Ou comment adapter des scénarios donjons & dragons en roman. Acclamé par la critique (notamme prix du cafard cosmique, l'un des deux plus gros sites sur la SF/fantasy/fantastique en france), plébiscité par les éditeurs (première sortie aux moutons électriques, puis ressorti en poche, les gens s'arrachent l'auteur bref, la folie). Janua Vera est un recueil de nouvelles résolument heroic fantasy comme j'aime moyen. Bon, avouons ce qu'il faut avouer. Jaworsky écrit vraiment super bien, le style est fluide, c'est bien foutu, plein de vieux mots sans tomber dans le piège du lexique incompréhensibles, l'action y est très bien reproduite, et on s'emmerde pas. MAIS ... Ben pour moi c'est du trop classique, du déjà vu et déjà entendu. Sur les huit nouvelles, seules deux me paraissent avoir un sens un peu original ... Le reste étant un ersatz de clichés de l'HF (l'assassin sympathique, le chevalier niaisou mais honnête, le guerrier stupide, etc.).

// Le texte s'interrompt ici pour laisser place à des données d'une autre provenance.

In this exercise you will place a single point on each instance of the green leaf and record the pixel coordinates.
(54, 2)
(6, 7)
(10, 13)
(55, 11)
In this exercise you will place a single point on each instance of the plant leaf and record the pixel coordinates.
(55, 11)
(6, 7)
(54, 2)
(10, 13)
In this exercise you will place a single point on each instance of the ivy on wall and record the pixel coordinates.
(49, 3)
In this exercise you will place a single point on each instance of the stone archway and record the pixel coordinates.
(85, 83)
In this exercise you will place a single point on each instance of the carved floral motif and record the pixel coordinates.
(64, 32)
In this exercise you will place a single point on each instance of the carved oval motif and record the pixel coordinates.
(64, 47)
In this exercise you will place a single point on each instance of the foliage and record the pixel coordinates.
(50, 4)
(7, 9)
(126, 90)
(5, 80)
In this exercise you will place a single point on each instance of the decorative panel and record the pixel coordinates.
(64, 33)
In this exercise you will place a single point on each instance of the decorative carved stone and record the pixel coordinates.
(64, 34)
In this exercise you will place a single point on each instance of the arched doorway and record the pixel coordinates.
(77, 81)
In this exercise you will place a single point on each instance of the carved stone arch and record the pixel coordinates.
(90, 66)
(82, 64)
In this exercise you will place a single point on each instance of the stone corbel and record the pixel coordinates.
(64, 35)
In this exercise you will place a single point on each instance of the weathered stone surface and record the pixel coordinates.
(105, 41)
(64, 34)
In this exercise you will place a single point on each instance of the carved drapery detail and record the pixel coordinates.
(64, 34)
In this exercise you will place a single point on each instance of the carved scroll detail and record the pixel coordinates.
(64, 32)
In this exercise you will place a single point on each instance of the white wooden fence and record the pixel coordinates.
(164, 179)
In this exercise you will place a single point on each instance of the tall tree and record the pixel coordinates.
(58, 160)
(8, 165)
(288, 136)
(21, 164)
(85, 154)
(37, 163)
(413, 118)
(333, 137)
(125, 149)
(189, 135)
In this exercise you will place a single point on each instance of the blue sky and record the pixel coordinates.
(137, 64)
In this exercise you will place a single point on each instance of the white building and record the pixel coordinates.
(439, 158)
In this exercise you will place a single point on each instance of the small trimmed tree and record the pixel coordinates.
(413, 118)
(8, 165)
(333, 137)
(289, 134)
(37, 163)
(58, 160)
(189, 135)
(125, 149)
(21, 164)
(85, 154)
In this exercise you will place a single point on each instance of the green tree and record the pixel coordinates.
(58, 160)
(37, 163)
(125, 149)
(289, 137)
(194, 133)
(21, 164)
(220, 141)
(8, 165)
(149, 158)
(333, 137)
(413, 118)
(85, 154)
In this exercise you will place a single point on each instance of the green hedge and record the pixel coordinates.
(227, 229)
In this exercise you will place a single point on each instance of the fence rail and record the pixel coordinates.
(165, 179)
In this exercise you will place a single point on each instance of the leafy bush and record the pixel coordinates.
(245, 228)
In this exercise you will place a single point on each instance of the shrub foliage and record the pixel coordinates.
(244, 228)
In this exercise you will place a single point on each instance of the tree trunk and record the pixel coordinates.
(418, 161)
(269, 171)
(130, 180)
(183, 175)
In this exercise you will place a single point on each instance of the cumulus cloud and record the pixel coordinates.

Néanmoins, on arrive à s'attacher aux personnages que Jarwosky décrit dans ses pages. Certains de par leur simplicité en sont même très très bons (comme dans la nouvelle "jour de guigne" où l'on suit un modeste copiste qui subit une malédiction dans le moindre de ses faits et gestes).

Bref ... A lire pour les amateurs parce que le style est vraiment bon ... Et parce que c'est pas une n-ième saga en 30 000 tome d'Heroic Fantasy chiant (c.f. Roue du Temps, Trone de Fer, Assassin Royal, et autres Robin Hobberies).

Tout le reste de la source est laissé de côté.